A second key weakness lies in the identification of the PT-Mito cell cluster. Though the authors provide some rationale for the identification of this specific cell type, it seems equally plausible the cells merely reflect a high background capture of mitochondria in a subset of droplets. The IHC analysis that was provided is not convincing enough to support the claim and more careful high resolution imaging and in situ hybridization (with appropriate quantitation) will be needed to provide substantive support for the presence of a proximal tubule cell type with mitochondrial transcript that are trafficked to the nucleus.

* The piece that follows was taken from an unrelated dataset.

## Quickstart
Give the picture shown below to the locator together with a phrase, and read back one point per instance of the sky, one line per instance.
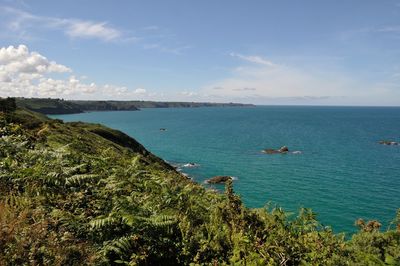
(310, 52)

Reviewer #2 (Public Review):

Summary:
Numerous studies by the authors and other groups have demonstrated an important role for HIV gene expression kidney cells in promoting progressive chronic kidney disease, especially HIV-associated nephropathy. The authors had previously demonstrated a role for protein kinase R (PKR) in a non-HIV transgenic model of kidney disease (Okamoto, Commun Bio, 2021). In this study, the authors used innovative techniques including bulk and single nuclear RNAseq to demonstrate that mice expressing a replication-incompetent HIV transgene have prominent dysregulation of mitochondrial gene expression and activation of PKR and that treatment of these mice with a small molecule PKR inhibitor ameliorated the kidney disease phenotype in HIV-transgenic mice. They also identified STAT3 as a key upstream regulator of kidney injury in this model, which is consistent with previously published studies. Other important advances include identifying the kidney cell types that express the HIV transgene and have dysregulation of cellular pathways.

Strengths:
Major strengths of the study include the use of a wide variety of state-of-the-art molecular techniques to generate important new data on the pathogenesis of kidney injury in this commonly used model of kidney disease and the identification of PKR as a potential druggable target for the treatment of HIV-induced kidney disease. The authors also identify a potential novel cell type within the kidney characterized by high expression of mitochondrial genes.

Weaknesses:
Though the HIV-transgenic model used in these studies results in a phenotype that is very similar to HIV-associated nephropathy in humans, the model has several limitations that may prevent direct translation to human disease, including the fact that mice lack several genetic factors that are important contributors to HIV and kidney pathogenesis in humans. Additional studies are therefore needed to confirm these findings in human kidney disease.